The Lone Ranger (2013)

Via Jerry Bruckheimer Films

Building five miles of an oval-shaped railroad in the desert is just one of the massive undertakings the production team had when it came to making the biggest Western in Hollywood history. The Lone Ranger is famous for two unfortunate reasons: it was a colossal bomb it and stars Twitter legends Johnny Depp and Armie Hammer. The bad publicity sledgehammered the film’s shelf life, but I’ve always been entertained by its synthesis of Buster Keaton action with Pirates of the Caribbean madness. In particular, the exhilarating train chase finale stands up as a titan of big scale cinema.

Hammer, as the Lone Ranger, and Depp, as Tonto, engage the literal embodiments of capitalism aboard two trains, which begin one behind the other but soon split onto parallel tracks.

Gore Verbinski, the director, goes for broke. His trains are muscular beasts of groaning, animalistic machinery and coughing smoke. The grills are looming and sleek. The carriages sweat under the heated fossil fuels. They are, as the cliché goes, characters.

Via Jerry Bruckheimer Films

To film these two mechanical serpents racing through the mountains, the crew had to find a solution that didn’t involve laying track along unforgivable passes and steep ravines. So, they transformed a fleet of trucks into train carriages on wheels, and filmed the action practically on the trucks under the hot southern sun. Then, months later, under the hiss of air conditioning in a dark room, the visual effects team terraformed the road into an 1880s railroad, surgically removing the wheels of the trucks. The result is seamless, and my favourite train scene of the bunch.

Train to Busan (2016)

Next time you are boarding a train have a look around the carriage and ask yourself some questions. Who is on there with you? How old are they? What do they have with them? And, crucially, could you survive a zombie apocalypse with them? So begins the central pitch of our list entry from world cinema, South Korea’s ferocious thriller that may just be the ultimate zombie film.

Via Next Entertainment Films

South Korea’s biggest international hits generally have themes of class divide bathed in the scarlets of extreme violence, and Train to Busan definitely nails the latter.

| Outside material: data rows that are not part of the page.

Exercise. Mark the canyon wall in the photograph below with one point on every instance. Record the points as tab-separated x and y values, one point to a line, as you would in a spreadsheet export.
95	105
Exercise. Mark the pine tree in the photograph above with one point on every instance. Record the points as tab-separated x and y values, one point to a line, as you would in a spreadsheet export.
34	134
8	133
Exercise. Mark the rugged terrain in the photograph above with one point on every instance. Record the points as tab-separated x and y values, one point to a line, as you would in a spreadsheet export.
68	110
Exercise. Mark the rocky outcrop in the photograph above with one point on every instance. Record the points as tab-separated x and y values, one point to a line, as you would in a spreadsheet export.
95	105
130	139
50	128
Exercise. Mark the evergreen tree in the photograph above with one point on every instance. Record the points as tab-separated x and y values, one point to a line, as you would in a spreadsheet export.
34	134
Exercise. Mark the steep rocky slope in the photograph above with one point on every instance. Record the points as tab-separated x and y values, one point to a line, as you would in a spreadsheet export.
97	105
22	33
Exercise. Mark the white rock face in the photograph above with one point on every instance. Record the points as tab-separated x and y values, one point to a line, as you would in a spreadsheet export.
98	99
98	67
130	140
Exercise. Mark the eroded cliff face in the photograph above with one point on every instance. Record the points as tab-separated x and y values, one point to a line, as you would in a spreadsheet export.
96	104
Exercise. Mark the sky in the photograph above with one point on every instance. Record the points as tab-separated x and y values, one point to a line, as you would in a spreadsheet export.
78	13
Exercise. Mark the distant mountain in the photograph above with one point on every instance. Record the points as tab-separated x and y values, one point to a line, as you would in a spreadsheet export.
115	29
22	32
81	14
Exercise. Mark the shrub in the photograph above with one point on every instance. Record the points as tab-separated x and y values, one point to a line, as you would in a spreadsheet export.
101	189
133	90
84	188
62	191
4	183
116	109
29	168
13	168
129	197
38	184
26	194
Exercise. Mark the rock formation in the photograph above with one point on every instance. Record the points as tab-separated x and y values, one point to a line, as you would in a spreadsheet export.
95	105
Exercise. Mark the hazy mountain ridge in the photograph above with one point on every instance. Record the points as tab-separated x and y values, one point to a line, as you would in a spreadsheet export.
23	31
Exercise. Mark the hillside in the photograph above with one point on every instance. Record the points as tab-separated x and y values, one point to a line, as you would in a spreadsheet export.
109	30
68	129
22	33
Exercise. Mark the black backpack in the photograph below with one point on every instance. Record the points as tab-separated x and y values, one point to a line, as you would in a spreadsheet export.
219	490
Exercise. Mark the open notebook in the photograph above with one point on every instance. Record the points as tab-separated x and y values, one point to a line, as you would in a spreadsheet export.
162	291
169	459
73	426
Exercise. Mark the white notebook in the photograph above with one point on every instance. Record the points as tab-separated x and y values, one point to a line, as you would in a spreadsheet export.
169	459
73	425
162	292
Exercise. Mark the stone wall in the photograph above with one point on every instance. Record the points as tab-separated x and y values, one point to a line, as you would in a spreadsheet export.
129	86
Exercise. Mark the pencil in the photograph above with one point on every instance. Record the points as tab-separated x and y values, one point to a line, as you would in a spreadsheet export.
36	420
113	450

As a bullet train becomes infected with undying monsters, a father must rally his fellow passengers to survive a Darwinian Hellscape, as he seeks to get his estranged daughter from Seoul to Busan.

Via Next Entertainment Films

Featuring knock-out work from the mighty Ma Dong-seok (South Korea’s superior answer to The Rock), the fight scenes are confined and suspenseful. One set-piece at a train station is what ‘Hardhome’ was to Game of Thrones: an unstoppable wave of rapid undead throwing everything they can to pursue our heroes.

Th film plays with every part of a locomotive; from the toilets to the doors to the seats. But the ultimate takeaway of the film? Always check the above luggage rack is free.